About this time Dad had a malevolent device known as a "chip heater" installed in the bathroom, taking up what little space there was between the bath and the end wall. This misbegotten contrivance was dirty, smoky, temperamental, difficult to light and liable to go out if you took your eye off it for a second. It did, however, provide scalding hot water for the bath, ending for ever the bucket-procession from the wash house.
At first, our new baby slept in Mum’s and Dad’s bedroom, as Mum breast-fed her for six months. Then, for a while, Ann’s cot was shifted into my bedroom. I can’t remember whether it was that year or the following year that Mum and Dad decided on a second addition to the house.
A new bedroom for Mum and Dad was built on the end of their old room with a window to the north, overlooking the garden, and a glass door onto the extended front porch. Ann was moved into their old bedroom which had a new window onto the porch.
In 1938 I went into Standard One, Miss McCardle’s class. She was a figure of fun in our household because of the way she spoke. "Y’ll afta gid’new book neow, woancha Dye-vud," she said to me once, and I went home and gleefully mimicked her to the entertainment of Mum and Dad. Not a good example to set the children!
That was the year of the great election — the first Labour Government was bidding for a second term of office. Long lines of children tramped around the school grounds chanting, "Boo National", or "Boo Labour", according to the way their parents planned to vote.
At the time, it was inconceivable to me that anyone could possibly vote Labour, or be a Catholic or even a Presbyterian, for that matter. All decent right-thinking people were Anglican, voted National, drove a British car, called England "Home" and used table napkins.
I was horrified when I saw a photo of Michael Joseph Savage, the Labour Prime Minister, in the Headmaster’s kitchen, astounded when I heard Aunty Harlah (Mrs Ernest Miller) tell Mum how wonderful it was that Labour had been re-elected.

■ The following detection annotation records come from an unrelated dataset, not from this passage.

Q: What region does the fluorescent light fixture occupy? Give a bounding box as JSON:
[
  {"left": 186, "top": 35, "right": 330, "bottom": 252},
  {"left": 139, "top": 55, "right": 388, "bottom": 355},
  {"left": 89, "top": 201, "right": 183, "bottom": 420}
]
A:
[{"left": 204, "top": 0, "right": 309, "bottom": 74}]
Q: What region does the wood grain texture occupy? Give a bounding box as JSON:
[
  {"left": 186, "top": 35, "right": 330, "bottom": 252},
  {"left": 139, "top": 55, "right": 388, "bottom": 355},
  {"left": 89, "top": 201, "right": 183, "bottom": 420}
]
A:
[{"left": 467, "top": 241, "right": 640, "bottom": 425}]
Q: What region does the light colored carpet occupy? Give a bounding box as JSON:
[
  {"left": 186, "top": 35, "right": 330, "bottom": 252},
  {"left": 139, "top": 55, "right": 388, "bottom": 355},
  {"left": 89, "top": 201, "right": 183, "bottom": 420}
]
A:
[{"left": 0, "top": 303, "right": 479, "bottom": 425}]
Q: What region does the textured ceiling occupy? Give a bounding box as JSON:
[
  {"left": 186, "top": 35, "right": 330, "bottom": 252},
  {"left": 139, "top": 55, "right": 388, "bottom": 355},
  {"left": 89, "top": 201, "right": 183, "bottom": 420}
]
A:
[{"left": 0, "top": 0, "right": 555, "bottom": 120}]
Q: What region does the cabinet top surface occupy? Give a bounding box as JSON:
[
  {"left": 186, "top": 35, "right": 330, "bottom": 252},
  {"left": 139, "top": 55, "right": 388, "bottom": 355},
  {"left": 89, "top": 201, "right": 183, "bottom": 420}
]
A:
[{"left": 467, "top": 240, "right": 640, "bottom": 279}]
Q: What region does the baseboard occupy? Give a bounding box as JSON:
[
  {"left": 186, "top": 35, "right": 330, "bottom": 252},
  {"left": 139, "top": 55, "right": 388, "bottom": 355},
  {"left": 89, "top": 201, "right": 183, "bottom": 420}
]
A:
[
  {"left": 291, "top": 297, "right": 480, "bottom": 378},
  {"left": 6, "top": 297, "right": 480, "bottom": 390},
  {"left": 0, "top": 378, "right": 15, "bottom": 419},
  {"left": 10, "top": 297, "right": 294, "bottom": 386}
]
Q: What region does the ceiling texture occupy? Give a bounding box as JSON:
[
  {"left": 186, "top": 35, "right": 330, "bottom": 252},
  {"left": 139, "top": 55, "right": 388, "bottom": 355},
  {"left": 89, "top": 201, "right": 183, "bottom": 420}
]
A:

I discovered "lollies", "chews" and "chuddy gum" — terms utterly forbidden by my parents. I had been allowed the occasional piece of barley sugar as a treat when I was little but any other sweets were rarely seen. Other children might swap chewing gum from mouth to mouth or take turns at sucking an aniseed ball — not me. Only common children did things like that.
All I can remember about Standard 2 was the teacher. Dreadful woman. Once, when she lost her temper and screamed at us for misbehaving, Scotty Robson, the school caretaker, ran his broom handle rapidly down the weather boarding outside, making a fearful racket. Miss Houston shut up immediately. We hugged ourselves with glee. Scotty Robson shot up in my estimation.
But 1939 was important for other reasons. War was declared.